Worum geht es in der Seminararbeit grundlegend?

Die Arbeit vergleicht die deutsche Frühjahrsoffensive 1918 („Michaelsoffensive“) und die Ardennenoffensive 1944 („Wacht am Rhein“), um Gemeinsamkeiten und Unterschiede in ihrer Planung und Durchführung aufzuzeigen.

Welche zentralen Themenfelder stehen im Mittelpunkt?

Die zentralen Themen umfassen die militärische Ausgangslage, die strategische Planung, den tatsächlichen Verlauf der Angriffe sowie die Analyse der Ursachen für das Scheitern beider Operationen.

Was ist das primäre Ziel der Arbeit?

Das primäre Ziel ist es zu untersuchen, ob es sich bei diesen beiden militärischen Unternehmungen um letzte, verzweifelte Versuche handelte, den Ausgang des jeweiligen Weltkrieges noch zugunsten Deutschlands zu beeinflussen.

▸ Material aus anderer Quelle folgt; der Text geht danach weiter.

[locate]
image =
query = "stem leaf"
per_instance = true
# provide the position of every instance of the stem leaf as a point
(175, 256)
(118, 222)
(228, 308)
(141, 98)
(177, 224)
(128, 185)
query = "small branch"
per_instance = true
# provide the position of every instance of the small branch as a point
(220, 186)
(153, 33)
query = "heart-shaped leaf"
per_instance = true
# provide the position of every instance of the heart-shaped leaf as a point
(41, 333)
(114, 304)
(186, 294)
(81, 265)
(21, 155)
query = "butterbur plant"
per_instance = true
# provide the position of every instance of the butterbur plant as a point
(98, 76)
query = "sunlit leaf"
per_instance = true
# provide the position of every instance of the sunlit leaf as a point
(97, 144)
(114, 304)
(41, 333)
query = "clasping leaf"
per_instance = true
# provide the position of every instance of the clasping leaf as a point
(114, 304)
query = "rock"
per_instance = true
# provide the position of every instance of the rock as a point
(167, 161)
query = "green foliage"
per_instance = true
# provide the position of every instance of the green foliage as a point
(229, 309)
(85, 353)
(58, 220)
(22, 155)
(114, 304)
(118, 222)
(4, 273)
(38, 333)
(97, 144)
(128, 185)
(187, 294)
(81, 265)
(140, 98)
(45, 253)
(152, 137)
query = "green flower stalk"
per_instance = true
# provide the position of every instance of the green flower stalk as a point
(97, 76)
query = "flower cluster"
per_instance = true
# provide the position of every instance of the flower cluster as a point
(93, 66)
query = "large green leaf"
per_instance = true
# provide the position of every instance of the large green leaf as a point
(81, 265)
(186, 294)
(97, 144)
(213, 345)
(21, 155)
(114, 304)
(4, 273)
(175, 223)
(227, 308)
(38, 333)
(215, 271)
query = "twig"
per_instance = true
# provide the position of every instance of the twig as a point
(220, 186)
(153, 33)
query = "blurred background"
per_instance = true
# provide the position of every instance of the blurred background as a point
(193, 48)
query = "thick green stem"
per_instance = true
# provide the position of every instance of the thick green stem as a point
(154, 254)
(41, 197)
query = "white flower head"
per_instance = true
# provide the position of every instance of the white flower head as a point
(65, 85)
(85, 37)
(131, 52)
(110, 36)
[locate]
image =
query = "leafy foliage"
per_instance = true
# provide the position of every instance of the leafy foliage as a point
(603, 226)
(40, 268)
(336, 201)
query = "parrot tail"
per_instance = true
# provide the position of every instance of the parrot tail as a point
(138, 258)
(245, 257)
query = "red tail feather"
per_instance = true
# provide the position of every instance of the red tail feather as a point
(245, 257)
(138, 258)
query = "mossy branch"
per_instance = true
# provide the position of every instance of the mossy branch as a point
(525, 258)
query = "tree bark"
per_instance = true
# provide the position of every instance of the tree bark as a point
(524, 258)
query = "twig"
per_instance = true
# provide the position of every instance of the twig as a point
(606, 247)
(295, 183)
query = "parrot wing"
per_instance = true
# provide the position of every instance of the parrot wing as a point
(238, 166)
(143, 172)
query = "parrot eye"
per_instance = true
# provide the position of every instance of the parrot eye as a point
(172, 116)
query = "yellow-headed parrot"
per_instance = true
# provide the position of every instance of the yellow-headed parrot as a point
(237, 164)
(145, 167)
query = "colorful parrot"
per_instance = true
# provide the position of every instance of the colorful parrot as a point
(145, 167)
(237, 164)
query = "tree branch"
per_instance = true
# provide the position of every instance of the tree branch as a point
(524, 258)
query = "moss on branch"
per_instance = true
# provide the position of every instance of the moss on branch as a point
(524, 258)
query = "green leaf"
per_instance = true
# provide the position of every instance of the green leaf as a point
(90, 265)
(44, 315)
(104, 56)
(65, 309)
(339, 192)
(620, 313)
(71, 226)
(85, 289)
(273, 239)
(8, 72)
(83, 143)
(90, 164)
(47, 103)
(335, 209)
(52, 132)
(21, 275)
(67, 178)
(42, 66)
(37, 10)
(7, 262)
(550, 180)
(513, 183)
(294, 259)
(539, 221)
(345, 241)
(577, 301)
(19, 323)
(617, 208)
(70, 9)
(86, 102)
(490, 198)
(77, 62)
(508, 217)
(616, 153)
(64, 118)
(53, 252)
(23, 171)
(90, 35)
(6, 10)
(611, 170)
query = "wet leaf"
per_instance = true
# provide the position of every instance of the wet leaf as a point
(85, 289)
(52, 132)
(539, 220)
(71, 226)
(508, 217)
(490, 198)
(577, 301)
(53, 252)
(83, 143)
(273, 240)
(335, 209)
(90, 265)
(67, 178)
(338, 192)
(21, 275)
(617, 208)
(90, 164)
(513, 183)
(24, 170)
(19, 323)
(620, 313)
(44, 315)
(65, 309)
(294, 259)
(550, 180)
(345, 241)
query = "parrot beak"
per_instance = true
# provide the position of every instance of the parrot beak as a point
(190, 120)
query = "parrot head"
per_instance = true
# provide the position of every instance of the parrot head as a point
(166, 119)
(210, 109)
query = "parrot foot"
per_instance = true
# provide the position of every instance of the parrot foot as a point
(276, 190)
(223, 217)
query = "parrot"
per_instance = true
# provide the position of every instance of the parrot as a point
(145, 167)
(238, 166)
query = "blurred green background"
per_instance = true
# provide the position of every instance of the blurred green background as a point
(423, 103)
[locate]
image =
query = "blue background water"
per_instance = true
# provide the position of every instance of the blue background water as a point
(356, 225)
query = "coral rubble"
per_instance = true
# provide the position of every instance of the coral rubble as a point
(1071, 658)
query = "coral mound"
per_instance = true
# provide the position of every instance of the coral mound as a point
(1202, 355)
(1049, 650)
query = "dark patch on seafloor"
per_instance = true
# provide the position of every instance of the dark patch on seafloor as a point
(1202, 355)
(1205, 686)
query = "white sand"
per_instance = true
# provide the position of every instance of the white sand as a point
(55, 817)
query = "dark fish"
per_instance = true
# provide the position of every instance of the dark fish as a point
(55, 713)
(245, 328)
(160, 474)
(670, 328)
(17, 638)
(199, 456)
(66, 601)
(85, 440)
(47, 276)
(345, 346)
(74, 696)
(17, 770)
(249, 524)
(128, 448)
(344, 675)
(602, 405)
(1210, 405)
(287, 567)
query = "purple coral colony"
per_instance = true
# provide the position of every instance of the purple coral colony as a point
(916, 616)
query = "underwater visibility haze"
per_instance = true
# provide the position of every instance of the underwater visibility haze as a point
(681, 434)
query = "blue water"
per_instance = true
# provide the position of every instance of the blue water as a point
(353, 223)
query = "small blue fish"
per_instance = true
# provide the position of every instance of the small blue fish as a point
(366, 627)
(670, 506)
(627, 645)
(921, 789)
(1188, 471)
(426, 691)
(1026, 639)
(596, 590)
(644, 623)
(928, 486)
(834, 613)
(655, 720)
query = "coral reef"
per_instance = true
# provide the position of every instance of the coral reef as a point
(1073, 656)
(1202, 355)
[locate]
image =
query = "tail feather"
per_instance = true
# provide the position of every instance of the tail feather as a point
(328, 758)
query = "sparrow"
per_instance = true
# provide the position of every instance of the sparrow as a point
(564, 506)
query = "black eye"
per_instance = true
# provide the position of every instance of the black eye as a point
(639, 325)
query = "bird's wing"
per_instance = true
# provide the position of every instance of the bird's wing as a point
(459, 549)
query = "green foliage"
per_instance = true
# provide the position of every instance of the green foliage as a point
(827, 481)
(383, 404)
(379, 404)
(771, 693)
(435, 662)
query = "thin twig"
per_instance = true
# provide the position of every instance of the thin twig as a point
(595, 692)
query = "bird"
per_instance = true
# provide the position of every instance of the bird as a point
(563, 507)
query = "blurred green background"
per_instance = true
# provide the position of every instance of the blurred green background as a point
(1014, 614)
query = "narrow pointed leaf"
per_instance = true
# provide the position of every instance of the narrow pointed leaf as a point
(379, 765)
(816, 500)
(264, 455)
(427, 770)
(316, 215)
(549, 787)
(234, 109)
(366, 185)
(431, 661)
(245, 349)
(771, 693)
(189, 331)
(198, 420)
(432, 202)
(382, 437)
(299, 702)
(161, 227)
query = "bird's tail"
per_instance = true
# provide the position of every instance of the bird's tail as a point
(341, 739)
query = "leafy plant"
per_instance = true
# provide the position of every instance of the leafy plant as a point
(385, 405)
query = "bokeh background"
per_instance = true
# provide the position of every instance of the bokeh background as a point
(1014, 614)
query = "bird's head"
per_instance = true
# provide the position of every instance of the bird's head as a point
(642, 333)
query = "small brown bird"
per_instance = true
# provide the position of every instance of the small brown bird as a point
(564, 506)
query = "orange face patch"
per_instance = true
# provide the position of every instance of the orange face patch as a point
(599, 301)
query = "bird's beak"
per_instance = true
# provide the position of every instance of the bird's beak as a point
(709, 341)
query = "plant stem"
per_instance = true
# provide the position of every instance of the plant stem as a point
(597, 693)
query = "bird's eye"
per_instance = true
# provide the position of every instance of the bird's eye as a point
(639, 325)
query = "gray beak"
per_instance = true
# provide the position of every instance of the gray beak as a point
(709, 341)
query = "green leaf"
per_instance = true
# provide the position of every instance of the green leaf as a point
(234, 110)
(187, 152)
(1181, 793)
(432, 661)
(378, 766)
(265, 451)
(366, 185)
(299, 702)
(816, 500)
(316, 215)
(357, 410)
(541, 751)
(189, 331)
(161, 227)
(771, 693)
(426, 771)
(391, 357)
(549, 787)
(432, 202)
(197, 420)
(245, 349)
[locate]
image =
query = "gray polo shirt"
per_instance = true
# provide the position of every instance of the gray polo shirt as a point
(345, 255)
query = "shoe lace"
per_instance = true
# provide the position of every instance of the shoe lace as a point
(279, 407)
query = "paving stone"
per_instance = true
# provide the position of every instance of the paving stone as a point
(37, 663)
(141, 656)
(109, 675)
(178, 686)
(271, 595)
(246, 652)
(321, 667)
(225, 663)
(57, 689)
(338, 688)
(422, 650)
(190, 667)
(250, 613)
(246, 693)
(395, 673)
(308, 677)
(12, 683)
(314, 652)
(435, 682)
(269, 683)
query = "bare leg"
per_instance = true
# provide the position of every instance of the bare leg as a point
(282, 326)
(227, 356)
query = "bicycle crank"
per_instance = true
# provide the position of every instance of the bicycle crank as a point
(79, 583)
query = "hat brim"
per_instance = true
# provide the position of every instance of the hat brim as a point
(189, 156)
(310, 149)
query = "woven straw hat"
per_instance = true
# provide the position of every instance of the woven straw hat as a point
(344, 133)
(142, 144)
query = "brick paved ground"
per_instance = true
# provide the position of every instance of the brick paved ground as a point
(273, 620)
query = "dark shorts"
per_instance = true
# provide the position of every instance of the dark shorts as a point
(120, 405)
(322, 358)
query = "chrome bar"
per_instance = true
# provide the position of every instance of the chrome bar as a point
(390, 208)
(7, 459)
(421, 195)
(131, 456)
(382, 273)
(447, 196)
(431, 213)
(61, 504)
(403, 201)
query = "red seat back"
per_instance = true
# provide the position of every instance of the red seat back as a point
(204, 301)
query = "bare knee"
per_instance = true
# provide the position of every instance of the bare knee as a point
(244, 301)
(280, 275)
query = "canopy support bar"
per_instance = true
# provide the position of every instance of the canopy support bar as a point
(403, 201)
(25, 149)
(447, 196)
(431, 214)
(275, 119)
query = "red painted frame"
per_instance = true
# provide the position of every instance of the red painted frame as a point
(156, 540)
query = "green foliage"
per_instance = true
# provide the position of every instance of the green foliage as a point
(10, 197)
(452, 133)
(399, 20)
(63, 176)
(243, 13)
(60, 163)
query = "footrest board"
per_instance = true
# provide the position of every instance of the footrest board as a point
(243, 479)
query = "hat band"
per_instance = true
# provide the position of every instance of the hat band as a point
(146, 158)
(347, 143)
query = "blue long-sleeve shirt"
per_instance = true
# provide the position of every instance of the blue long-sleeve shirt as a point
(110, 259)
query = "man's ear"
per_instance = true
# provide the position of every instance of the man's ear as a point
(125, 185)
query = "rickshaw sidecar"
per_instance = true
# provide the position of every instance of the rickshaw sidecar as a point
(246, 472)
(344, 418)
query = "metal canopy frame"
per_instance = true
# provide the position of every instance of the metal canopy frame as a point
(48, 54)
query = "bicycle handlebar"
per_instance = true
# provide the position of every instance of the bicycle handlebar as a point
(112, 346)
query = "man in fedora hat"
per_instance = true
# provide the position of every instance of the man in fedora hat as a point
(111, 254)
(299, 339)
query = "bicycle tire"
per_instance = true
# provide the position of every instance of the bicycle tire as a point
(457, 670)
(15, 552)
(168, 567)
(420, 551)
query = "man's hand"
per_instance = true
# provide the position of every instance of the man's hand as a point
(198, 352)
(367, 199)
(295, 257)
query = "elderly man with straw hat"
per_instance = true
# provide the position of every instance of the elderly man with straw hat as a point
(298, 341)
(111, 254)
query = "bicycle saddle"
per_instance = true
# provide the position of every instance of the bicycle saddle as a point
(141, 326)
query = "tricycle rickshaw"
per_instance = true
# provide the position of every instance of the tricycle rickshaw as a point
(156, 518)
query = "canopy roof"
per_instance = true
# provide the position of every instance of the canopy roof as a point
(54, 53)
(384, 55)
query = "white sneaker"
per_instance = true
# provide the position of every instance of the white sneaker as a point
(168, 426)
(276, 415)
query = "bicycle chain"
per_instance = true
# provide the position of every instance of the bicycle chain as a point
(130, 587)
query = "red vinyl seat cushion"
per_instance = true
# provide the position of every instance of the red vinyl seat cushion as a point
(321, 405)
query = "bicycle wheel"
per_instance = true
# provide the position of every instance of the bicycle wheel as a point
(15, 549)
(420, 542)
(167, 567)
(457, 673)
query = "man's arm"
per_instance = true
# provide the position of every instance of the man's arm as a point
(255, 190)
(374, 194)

Welche methodische Vorgehensweise wählt der Autor?

Der Autor nutzt einen strukturierten Vergleich entlang definierter Kategorien: Ausgangslage, Planung und Vorbereitung, Verlauf der Offensive sowie Ergebnis und Kritik.

Was behandelt der Hauptteil der Arbeit?

Der Hauptteil analysiert detailliert die „Michaelsoffensive“ von 1918 und das Unternehmen „Wacht am Rhein“ von 1944 anhand der gewählten Vergleichskategorien und führt diese im vierten Kapitel zusammen.

Durch welche Schlüsselwörter lässt sich die Arbeit am besten charakterisieren?

Die Arbeit lässt sich durch Begriffe wie militärischer Vergleich, strategisches Scheitern, deutsche Offensive, Materialmangel und historische Einordnung des Kriegsverlaufs charakterisieren.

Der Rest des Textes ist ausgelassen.